1. A method for recoating a double clad optical fiber having a core, a first cladding layer that surrounds the core, and a coating layer that covers the first cladding layer, in which the coating layer includes a second cladding layer that surrounds the first cladding layer, the method comprising:

a step of removing the coating layer and exposing the first cladding layer; and

a step of applying a curable resin on top of the exposed first cladding layer under reduced pressure, followed by curing of the curable resin under normal pressure, thereby forming a recoat layer.

2. The method for recoating a double clad optical fiber according claim 1,

wherein the curable resin is applied on top of the first cladding layer while heating the curable resin at a temperature so as not to degrade or degenerate.

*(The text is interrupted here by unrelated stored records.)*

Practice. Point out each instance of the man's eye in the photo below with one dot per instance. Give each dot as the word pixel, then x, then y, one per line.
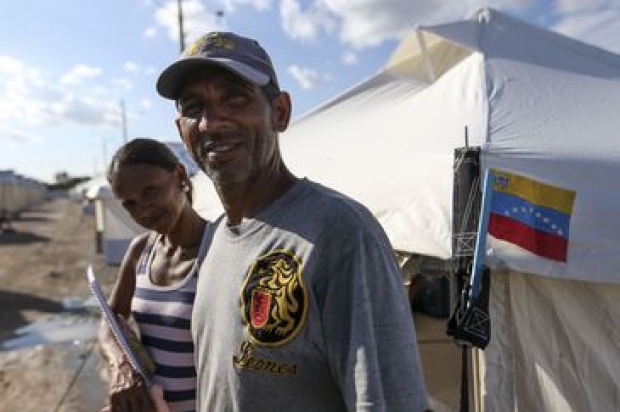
pixel 150 192
pixel 191 110
pixel 237 99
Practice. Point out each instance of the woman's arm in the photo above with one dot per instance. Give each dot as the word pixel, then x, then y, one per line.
pixel 127 391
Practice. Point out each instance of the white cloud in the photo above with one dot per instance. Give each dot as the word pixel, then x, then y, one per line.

3. The method for recoating a double clad optical fiber according to claim 1, wherein the curable resin is cured while measuring a loss of a propagating light in the first cladding layer.

4. The method for recoating a double clad optical fiber according to claim 1, wherein the coating layer is removed by laser irradiation.

5. The method for recoating a double clad optical fiber according to claim 1, wherein the coating layer is removed while cooling to a temperature at which the second cladding layer does not degenerate.

6. The method for recoating a double clad optical fiber according to claim 1, wherein the curable resin is an ultraviolet curable resin and the second cladding layer is formed by curing an ultraviolet curable resin.

7. The method for recoating a double clad optical fiber according to claim 1, wherein the recoat layer is formed by a molding method, a die method or a casting method.